Allocation of Disk Space - Splitting of IRIS.dat into 2 different files

Question

Question

Scott Roth · Sep 2, 2024

#Databases #Namespace #System Administration #HealthShare #InterSystems IRIS for Health #Health Connect #InterSystems IRIS

Currently we are exploring how we can allocate additional disk space to our current environment as we have seen a significant increase in growth of our Database files. Currently we have 3 namespaces, all with 1 IRIS.dat each that contains both the Global and Routines.

Since we have started down the route of everything within a single IRIS.dat file for each namespace, is it logical as we see growth to be able to split the current IRIS.dat for each namespace into a separate IRIS.dat for global and a IRIS.dat with for routines for each namespace in a Mirror environment?

I assume that we would have to take each one of the nodes down at a single time to do this. Is this even logical to do?

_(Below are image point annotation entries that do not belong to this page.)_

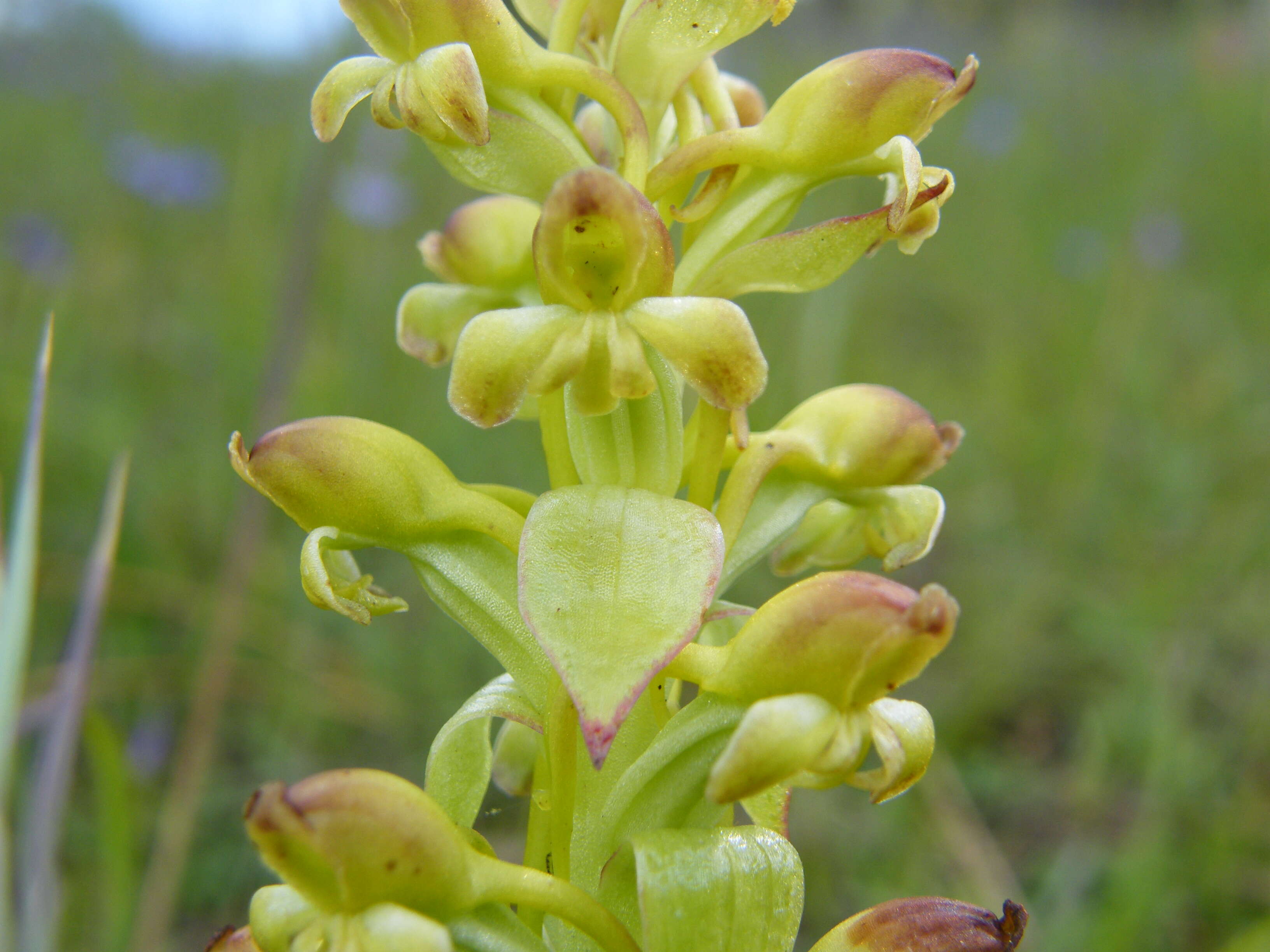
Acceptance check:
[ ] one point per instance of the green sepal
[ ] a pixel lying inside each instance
(431, 318)
(660, 45)
(666, 786)
(778, 509)
(903, 735)
(347, 84)
(640, 443)
(516, 753)
(614, 582)
(493, 928)
(461, 757)
(717, 890)
(332, 579)
(778, 738)
(472, 578)
(771, 809)
(897, 525)
(521, 158)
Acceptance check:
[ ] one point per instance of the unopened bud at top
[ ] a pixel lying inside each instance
(350, 840)
(930, 924)
(850, 638)
(488, 244)
(863, 436)
(600, 245)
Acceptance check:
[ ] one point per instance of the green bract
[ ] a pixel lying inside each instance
(638, 189)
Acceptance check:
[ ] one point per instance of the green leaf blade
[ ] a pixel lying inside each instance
(612, 583)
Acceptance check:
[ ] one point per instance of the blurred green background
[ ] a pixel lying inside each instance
(1095, 312)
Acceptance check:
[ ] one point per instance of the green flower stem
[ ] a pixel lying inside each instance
(556, 439)
(563, 753)
(747, 475)
(538, 836)
(698, 663)
(505, 883)
(572, 73)
(768, 206)
(708, 455)
(566, 24)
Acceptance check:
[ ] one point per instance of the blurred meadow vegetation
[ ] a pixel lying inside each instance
(1095, 312)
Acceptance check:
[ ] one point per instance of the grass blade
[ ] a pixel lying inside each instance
(17, 607)
(40, 884)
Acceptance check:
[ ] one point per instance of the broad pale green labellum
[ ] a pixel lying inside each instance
(614, 582)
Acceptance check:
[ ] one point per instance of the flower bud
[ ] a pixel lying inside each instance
(487, 243)
(600, 245)
(350, 840)
(850, 638)
(928, 923)
(833, 117)
(861, 436)
(747, 100)
(376, 485)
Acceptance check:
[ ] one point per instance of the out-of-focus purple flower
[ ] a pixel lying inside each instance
(1160, 240)
(37, 247)
(372, 197)
(150, 744)
(167, 177)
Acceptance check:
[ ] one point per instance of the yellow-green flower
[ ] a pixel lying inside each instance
(605, 268)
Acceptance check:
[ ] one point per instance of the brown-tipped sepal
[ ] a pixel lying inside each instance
(929, 924)
(860, 436)
(849, 638)
(348, 840)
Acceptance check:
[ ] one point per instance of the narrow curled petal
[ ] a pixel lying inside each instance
(776, 739)
(710, 342)
(332, 581)
(451, 82)
(930, 924)
(498, 355)
(346, 86)
(896, 523)
(432, 317)
(903, 735)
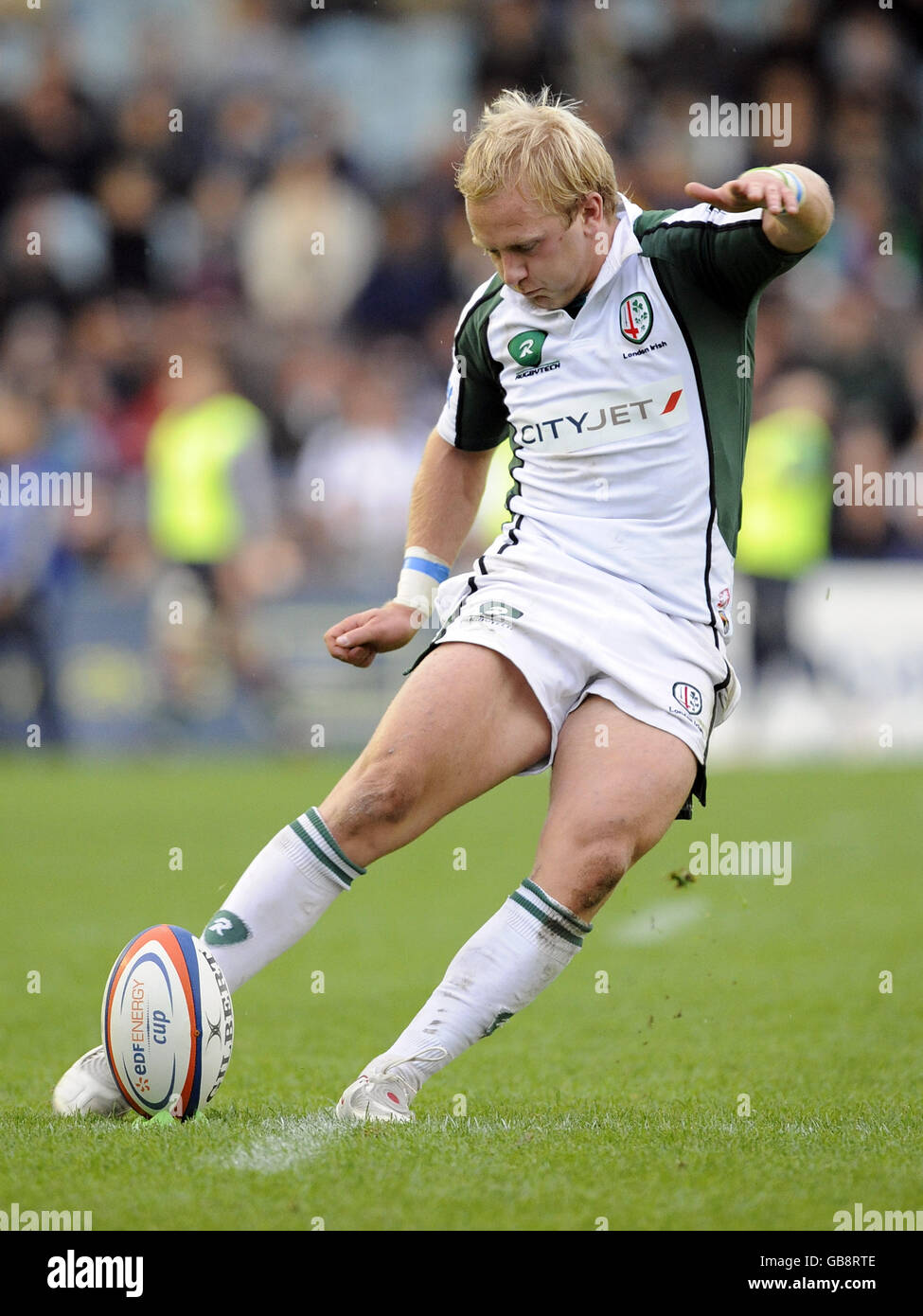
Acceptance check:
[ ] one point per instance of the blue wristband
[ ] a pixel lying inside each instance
(435, 569)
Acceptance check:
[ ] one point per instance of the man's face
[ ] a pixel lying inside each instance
(541, 256)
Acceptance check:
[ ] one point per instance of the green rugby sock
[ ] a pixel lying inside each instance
(293, 880)
(495, 974)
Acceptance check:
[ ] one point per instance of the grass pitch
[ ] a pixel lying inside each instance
(618, 1100)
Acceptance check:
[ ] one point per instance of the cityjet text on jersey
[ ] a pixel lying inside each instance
(603, 418)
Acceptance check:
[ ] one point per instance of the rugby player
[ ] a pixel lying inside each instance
(613, 349)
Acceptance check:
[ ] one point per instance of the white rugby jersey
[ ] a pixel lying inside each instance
(629, 418)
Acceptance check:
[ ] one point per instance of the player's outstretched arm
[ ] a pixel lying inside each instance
(795, 202)
(447, 493)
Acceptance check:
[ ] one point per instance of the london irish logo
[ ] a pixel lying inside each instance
(525, 347)
(636, 317)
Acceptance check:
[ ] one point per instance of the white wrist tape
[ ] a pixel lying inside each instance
(420, 577)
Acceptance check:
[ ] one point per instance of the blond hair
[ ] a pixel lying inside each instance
(540, 145)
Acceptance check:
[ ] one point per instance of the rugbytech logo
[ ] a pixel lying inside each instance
(525, 347)
(525, 350)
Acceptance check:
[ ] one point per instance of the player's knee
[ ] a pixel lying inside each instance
(384, 795)
(600, 863)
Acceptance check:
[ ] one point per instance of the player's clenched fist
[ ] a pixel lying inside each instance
(377, 631)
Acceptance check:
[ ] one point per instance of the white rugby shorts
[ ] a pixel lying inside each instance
(575, 631)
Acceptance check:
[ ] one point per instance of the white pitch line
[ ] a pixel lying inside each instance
(659, 921)
(287, 1140)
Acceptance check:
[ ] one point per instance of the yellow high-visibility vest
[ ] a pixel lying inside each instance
(191, 502)
(787, 495)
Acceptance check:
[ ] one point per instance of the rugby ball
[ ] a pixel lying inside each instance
(168, 1023)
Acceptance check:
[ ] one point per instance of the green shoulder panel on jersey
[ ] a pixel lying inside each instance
(482, 420)
(713, 276)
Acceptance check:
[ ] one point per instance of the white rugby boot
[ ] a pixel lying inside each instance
(90, 1089)
(380, 1096)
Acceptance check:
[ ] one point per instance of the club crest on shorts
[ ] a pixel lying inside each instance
(636, 317)
(492, 613)
(689, 697)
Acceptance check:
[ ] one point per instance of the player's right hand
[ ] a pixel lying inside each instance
(377, 631)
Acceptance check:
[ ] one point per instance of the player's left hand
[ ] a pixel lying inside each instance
(763, 188)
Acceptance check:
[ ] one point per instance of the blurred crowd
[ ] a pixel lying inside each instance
(232, 259)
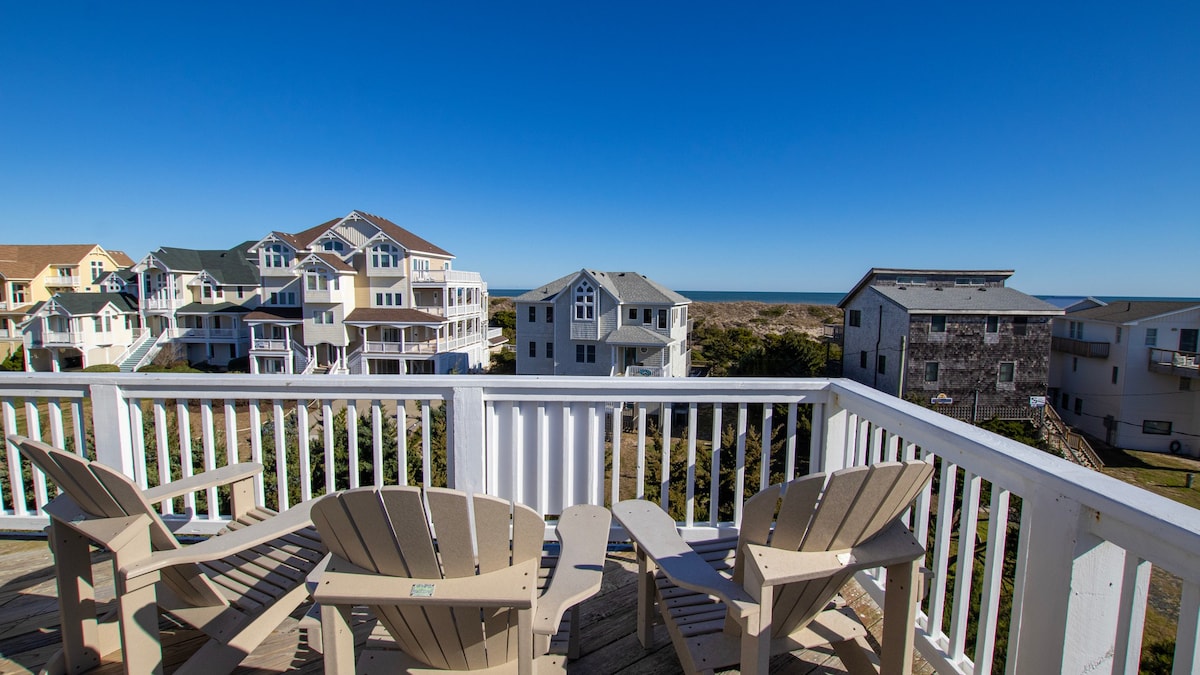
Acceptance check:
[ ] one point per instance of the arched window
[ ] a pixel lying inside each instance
(277, 255)
(384, 255)
(585, 302)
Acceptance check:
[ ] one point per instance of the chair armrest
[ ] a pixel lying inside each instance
(657, 537)
(343, 584)
(583, 532)
(778, 566)
(213, 478)
(223, 545)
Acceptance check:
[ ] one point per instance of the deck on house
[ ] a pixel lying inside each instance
(30, 633)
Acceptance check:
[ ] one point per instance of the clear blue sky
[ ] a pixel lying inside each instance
(784, 147)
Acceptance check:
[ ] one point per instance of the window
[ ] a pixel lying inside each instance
(1156, 426)
(384, 256)
(1020, 323)
(585, 303)
(1007, 371)
(277, 255)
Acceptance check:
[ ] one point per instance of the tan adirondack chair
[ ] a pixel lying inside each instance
(769, 591)
(453, 578)
(237, 586)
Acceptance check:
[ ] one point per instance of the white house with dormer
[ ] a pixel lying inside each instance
(363, 294)
(606, 323)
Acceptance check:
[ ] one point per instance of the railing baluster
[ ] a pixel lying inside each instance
(963, 579)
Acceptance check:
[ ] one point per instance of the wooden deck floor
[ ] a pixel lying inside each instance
(29, 625)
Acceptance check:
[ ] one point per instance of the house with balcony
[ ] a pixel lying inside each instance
(31, 273)
(961, 340)
(75, 330)
(196, 300)
(594, 322)
(363, 294)
(1127, 372)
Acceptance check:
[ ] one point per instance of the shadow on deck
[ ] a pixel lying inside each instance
(30, 634)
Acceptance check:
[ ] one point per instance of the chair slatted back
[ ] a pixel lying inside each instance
(826, 513)
(391, 531)
(106, 493)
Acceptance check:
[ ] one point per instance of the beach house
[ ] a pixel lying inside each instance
(1127, 372)
(361, 294)
(958, 339)
(594, 322)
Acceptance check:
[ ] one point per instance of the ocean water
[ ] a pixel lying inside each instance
(771, 297)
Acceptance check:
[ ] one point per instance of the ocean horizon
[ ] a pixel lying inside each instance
(815, 298)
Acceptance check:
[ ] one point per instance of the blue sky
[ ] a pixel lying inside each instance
(781, 147)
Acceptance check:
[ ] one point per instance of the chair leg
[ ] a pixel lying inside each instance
(645, 599)
(899, 617)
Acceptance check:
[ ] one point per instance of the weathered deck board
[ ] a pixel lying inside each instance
(29, 631)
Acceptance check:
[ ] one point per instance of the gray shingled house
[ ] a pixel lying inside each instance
(957, 339)
(603, 323)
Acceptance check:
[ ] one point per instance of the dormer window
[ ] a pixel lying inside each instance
(384, 256)
(585, 302)
(277, 255)
(317, 279)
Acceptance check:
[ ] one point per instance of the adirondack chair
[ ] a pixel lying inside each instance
(769, 590)
(237, 587)
(451, 596)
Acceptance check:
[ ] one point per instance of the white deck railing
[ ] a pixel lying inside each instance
(1036, 561)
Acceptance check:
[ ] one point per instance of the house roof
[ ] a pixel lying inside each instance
(625, 286)
(1128, 311)
(215, 308)
(405, 238)
(228, 268)
(82, 304)
(637, 336)
(876, 272)
(270, 315)
(967, 299)
(391, 315)
(25, 261)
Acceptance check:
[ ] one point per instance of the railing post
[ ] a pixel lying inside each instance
(829, 425)
(1068, 589)
(465, 440)
(111, 425)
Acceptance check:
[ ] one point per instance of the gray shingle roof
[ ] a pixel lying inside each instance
(1122, 311)
(975, 299)
(625, 286)
(637, 336)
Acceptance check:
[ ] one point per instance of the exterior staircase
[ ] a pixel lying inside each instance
(132, 358)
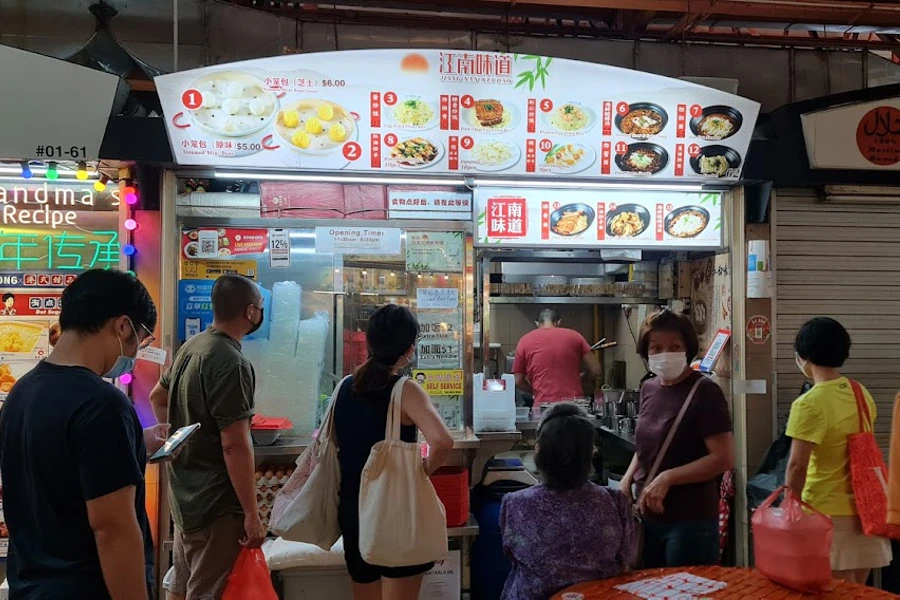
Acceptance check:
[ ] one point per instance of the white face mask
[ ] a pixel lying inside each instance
(801, 364)
(668, 365)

Or do we add a LUN and move everything over to that new LUN as is still maintaining the single IRIS.dat per namespace?

Thanks

Scott

Product version: IRIS 2022.1

$ZV: IRIS for UNIX (Red Hat Enterprise Linux 8 for x86-64) 2022.1.4 (Build 812_0_22913U) Thu Dec 7 2023 17:06:30 EST [HealthConnect:3.5.0-1.m1] [HealthConnect:3.5.0-1.m1]

Discussion (4)2

Log in or sign up to continue

Alexander Pettitt · Sep 3, 2024

If at the OS layer you used LVM and XFS you could just add a LUN to the volume group and grow the filesystems. This can be done with everything up.
The backup solution for me determines what a large file is. For me that is anything over 1 terabyte. We use External Backups.
Most backup solutions only have one process per file. This means fewer and larger IRIS.DATs will always be slower to backup and restore than more and smaller IRIS.DATs.
The growth pattern needs to be understood. If it is going to just grow forever it has to be broken apart and it will be easier while it is small.
In your place I would upgrade to the 2024 version and explore Multivolume Databases.
8K IRIS.DATs have a max size of 32 Tb though Intersystems is working on this.

1 0

David.Satorres6134 · Sep 3, 2024

Hi Scott,

Maybe you could can simply use mapping to split the globals from each namespace in different databases and have them in different disks. In my experience, this speeds up the system as reading from different disks at the same time avoids the problem on the max IO reached by the reader daemon. And you can even have different blocksizes that match better with the global structure.

Splitting routines and globals might sound nice, but you'll end up with a very small one (routines) and a massive one (the data).

0 0

Yaron Munz · Sep 3, 2024

Hi Scott,

My remarks:

As mentioned here:

1. As already mentioned by @David.Satorres6134, global mapping for specific globals (or subscript level mapping) to different databases (located on different disks) may give you a solution for space, and also increase your overall performance.
2. Using ^GBLOCKCOPY is a good idea when there are many small globals. For a very big globals, it will be very slow (since it uses 1 process/global) so I recommend writing your own code + using the "queue manager" to do merges between databases for 1 global in parallel.

1 0

score 0 · Answer 1 · 2024-09-02T23:06:09-04:00

Hi Scott,

my first thought here was use ^GBLOCKCOPY.

GBLOCKCOPY can copy all globals from one database into a new database or namespace.

So in your case create a new namespace with the correct mappings and new default databases. then use ^GBLOCKCOPY to copy all globals into this namespace. The copy to namespace follows the mapping definition for the namespace and should split Global(data) and Routine(also in globals) into the respective default databases.
This new databases can also created mirrored and then would be populated on all nodes respectively.

A caveat though i would test this first as i am a bit unsure if it really gets all globals located in a database(including system), although i am pretty sure it does.